Payments made through the Clan Pay (Group Pay) system are applied as account credits. These credits automatically cover any invoices generated in the billing system. Credits function account-wide rather than attaching to individual services and are consumed on a first-come, first-served basis according to the order in which invoices are generated.

This model simplifies shared payment management for groups or organizations running multiple services under a single account. The billing engine draws from the central credit balance whenever an invoice appears, eliminating manual assignment while maintaining a clear, chronological application order.

#Mechanics of Credit Application

When a Clan Pay transaction completes, the full amount is added to the account credit balance immediately. The billing system references this balance each time it creates an invoice for any resource. Available credit is deducted before the invoice becomes payable. No manual steps or per-service routing is required or possible.
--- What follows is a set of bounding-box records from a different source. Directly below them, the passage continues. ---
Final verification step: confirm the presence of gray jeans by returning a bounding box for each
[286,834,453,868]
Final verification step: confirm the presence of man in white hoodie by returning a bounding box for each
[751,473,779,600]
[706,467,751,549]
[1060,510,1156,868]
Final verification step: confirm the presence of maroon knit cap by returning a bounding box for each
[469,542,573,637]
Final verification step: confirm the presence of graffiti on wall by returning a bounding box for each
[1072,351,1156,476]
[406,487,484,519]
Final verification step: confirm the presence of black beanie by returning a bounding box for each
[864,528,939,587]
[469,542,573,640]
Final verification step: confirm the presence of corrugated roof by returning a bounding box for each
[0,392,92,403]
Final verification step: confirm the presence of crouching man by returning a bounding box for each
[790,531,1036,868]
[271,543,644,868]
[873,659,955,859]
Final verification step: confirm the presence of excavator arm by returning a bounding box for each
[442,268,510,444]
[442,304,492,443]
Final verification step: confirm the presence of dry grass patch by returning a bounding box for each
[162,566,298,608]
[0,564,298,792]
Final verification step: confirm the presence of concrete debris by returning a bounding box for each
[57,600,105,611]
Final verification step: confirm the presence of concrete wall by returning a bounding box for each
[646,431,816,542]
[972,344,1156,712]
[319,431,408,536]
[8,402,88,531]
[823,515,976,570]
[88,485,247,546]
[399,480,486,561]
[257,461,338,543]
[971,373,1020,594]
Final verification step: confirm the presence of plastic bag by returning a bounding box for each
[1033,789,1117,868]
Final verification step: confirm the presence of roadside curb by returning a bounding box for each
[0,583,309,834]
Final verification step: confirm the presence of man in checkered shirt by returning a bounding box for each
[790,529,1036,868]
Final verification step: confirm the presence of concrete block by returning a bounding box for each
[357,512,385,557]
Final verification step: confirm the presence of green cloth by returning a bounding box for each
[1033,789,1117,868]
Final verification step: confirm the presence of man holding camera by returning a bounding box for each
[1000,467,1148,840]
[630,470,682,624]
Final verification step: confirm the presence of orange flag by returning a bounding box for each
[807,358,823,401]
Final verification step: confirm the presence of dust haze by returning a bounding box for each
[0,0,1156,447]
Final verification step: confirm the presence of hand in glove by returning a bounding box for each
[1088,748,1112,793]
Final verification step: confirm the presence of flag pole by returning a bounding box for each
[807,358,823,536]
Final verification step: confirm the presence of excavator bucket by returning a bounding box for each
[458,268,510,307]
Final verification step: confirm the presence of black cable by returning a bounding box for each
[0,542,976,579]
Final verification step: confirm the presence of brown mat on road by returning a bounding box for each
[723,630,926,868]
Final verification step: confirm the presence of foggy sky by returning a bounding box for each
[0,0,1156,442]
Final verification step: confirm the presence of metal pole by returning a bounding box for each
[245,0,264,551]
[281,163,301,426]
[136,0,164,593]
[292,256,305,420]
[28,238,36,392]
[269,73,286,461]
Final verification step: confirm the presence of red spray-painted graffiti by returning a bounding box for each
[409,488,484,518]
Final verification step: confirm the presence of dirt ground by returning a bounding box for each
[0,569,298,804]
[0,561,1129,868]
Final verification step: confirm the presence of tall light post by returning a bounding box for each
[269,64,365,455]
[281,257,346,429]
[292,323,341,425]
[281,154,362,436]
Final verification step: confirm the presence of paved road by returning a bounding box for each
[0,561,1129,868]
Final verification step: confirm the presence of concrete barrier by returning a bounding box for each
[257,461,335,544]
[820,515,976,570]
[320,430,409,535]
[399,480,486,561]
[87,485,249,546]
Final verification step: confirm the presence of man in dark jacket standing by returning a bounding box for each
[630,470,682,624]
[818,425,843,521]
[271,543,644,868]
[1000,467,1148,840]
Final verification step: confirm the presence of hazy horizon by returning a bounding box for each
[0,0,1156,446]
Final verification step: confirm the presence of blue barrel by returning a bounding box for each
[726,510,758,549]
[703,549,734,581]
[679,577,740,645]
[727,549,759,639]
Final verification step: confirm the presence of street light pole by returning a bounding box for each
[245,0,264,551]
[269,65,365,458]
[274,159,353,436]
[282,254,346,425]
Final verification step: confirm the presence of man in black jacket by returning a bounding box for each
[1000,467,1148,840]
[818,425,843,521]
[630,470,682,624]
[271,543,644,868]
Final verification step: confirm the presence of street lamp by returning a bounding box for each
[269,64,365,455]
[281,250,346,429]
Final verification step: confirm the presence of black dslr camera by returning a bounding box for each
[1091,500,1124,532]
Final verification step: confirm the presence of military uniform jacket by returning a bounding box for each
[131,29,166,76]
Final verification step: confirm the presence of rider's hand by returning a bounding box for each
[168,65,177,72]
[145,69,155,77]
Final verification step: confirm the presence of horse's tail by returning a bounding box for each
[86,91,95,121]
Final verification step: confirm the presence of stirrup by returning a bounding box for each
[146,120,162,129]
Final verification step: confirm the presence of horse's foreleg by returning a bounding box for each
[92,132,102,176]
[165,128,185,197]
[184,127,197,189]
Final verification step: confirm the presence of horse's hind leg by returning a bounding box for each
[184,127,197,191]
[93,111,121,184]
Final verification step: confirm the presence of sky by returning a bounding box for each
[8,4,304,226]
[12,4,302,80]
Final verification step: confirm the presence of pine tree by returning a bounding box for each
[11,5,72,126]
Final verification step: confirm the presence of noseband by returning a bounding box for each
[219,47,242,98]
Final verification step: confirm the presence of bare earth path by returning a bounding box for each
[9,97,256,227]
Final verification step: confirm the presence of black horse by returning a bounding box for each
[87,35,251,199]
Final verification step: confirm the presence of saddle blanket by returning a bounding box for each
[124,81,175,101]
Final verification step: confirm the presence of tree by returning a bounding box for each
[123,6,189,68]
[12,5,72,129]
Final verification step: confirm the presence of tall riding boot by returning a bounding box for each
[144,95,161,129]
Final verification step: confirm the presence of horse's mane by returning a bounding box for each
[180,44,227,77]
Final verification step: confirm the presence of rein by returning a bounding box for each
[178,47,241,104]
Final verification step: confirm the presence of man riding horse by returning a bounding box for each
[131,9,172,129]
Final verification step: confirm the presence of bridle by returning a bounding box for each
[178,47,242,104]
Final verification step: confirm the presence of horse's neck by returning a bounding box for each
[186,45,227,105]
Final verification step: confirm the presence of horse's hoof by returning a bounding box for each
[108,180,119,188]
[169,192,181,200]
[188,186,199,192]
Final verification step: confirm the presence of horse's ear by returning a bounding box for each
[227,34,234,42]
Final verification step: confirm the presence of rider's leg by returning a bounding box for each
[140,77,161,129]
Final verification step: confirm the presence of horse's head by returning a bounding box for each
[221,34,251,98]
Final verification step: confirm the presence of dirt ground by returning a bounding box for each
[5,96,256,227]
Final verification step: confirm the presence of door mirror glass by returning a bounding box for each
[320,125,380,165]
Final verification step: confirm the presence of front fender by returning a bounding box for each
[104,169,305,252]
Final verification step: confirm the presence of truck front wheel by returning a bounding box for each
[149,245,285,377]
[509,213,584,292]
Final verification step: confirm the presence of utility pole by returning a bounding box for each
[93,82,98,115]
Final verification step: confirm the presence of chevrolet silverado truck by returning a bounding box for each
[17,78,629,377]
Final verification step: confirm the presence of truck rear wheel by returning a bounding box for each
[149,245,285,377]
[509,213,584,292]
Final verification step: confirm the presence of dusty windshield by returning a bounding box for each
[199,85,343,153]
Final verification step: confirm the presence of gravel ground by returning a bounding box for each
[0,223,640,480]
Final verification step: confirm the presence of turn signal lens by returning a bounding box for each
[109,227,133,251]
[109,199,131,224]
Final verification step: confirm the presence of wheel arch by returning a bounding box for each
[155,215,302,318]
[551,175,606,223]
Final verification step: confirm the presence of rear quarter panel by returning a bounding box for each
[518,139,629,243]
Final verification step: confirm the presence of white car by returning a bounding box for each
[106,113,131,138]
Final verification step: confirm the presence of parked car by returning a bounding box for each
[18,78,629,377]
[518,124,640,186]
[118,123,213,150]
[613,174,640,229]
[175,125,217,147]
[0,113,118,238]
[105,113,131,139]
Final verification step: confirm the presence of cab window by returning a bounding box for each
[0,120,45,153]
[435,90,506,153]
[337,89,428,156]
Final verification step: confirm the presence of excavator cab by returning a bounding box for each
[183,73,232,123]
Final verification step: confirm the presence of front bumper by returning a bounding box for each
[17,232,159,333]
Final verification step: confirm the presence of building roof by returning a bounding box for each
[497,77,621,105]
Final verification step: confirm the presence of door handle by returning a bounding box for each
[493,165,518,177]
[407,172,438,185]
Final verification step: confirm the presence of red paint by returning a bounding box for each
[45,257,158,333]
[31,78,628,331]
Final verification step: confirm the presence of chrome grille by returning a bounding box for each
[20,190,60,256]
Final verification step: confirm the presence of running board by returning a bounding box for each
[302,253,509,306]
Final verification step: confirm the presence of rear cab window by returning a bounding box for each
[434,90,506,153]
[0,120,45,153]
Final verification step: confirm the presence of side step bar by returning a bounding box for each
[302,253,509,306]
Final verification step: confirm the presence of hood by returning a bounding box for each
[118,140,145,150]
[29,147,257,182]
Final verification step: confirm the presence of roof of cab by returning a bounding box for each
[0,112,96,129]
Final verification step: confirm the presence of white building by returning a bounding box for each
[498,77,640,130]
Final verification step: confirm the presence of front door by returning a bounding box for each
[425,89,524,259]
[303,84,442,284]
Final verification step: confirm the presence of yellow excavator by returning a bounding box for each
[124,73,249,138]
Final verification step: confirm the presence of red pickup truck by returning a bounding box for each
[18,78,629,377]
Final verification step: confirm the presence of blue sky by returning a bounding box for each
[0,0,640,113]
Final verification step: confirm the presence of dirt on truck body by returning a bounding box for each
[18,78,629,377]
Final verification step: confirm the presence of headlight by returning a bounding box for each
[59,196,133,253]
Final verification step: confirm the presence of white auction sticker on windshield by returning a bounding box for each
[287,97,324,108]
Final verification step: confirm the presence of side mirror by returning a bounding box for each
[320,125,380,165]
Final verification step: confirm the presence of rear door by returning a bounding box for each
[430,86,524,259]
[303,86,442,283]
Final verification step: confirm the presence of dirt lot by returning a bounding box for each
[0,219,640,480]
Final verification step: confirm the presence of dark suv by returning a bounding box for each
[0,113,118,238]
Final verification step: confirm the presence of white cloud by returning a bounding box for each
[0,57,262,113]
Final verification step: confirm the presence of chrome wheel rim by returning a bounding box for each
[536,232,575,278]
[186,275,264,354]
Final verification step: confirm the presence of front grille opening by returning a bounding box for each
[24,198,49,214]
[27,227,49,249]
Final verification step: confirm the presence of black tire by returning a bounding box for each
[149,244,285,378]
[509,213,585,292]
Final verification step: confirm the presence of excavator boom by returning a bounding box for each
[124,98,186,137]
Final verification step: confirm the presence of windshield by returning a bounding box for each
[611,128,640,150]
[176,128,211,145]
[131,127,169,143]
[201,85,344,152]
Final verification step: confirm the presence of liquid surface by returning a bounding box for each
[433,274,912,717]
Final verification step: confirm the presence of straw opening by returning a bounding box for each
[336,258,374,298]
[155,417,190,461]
Because credits remain unattached to any particular service, a contribution intended for one item can satisfy costs from another if that second invoice reaches the system first. The account-centric design prioritizes overall balance management and prevents credits from sitting idle while other services incur charges.

#First-Come, First-Served Invoice Order

The billing engine processes invoices strictly by their generation timestamp. The oldest unpaid invoice receives credit first. Remaining credit then rolls to the next invoice in sequence until the credit is exhausted or all open invoices are satisfied. This produces predictable behavior once you understand the timing of your services' renewal cycles.

  • Credits apply automatically at the moment an invoice is generated
  • Application is account-wide with no per-service isolation
  • Oldest invoices are paid before newer ones when credit is limited
  • Any credit left after an invoice rolls forward to the next

#Practical Example

Consider a member submitting a $5 Clan Pay payment on November 1. This increases the account credit balance by $5.00. On November 2 your web hosting service generates its monthly invoice for $12. The system applies the entire $5 credit to that invoice, reducing the amount due to $7. If a domain renewal invoice had generated on October 31, it would have been eligible for the credit first.

Scale this pattern to accounts with many services and staggered billing dates. A larger group contribution arriving just before several renewals will be consumed in the exact order the invoices enter the system. Timing therefore matters more than the intended purpose of any single payment.

Timestamp          | Event                          | Amount    | Credit Balance
-------------------|--------------------------------|-----------|----------------
Nov 1  14:22       | Clan Pay payment received      | +$25.00   | $25.00
Nov 2  00:05       | Hosting invoice INV-4412       | -$15.00   | $10.00
Nov 3  08:17       | Domain invoice INV-4413        | -$12.00   | $0.00
                   | (applied $10 credit, $2 due)   |           |

#Common Pitfalls and Considerations

The most frequent misunderstanding is assuming a Clan Pay contribution will only affect the contributor's chosen service. The system ignores such intent and follows invoice chronology exclusively. Services with earlier renewal dates can consume credits before later ones, even if the payment was notionally directed elsewhere.

  • Staggered service renewals can cause credits to be used by unexpected invoices
  • Credits do not expire but are only consumed when invoices are generated
  • Large credits may satisfy multiple small invoices generated in rapid succession

#Managing Your Account Credits

Regularly review the billing portal to see the current credit balance, payment history, and which invoices have already consumed prior credits. Align group contribution schedules with the known renewal dates of your highest-value services. This reduces the chance that an early minor invoice depletes funds needed for a larger upcoming renewal.

When coordinating Clan Pay activity among team members, treat contributions as general account funding rather than service-specific allocations. Maintain an internal calendar of upcoming invoice windows so the group can top up the credit balance ahead of clustered renewal activity.

Monitor the account after each Clan Pay deposit to confirm the credit appears and is available. Invoices generated immediately after a deposit will draw against it automatically. Understanding this flow lets groups maintain positive balances across all services without constant per-invoice intervention.

Treat Clan Pay payments as deposits into a shared account wallet. The billing system draws from this wallet automatically based on invoice creation order. Align contribution timing with your overall billing calendar to maximize value and avoid unexpected balances.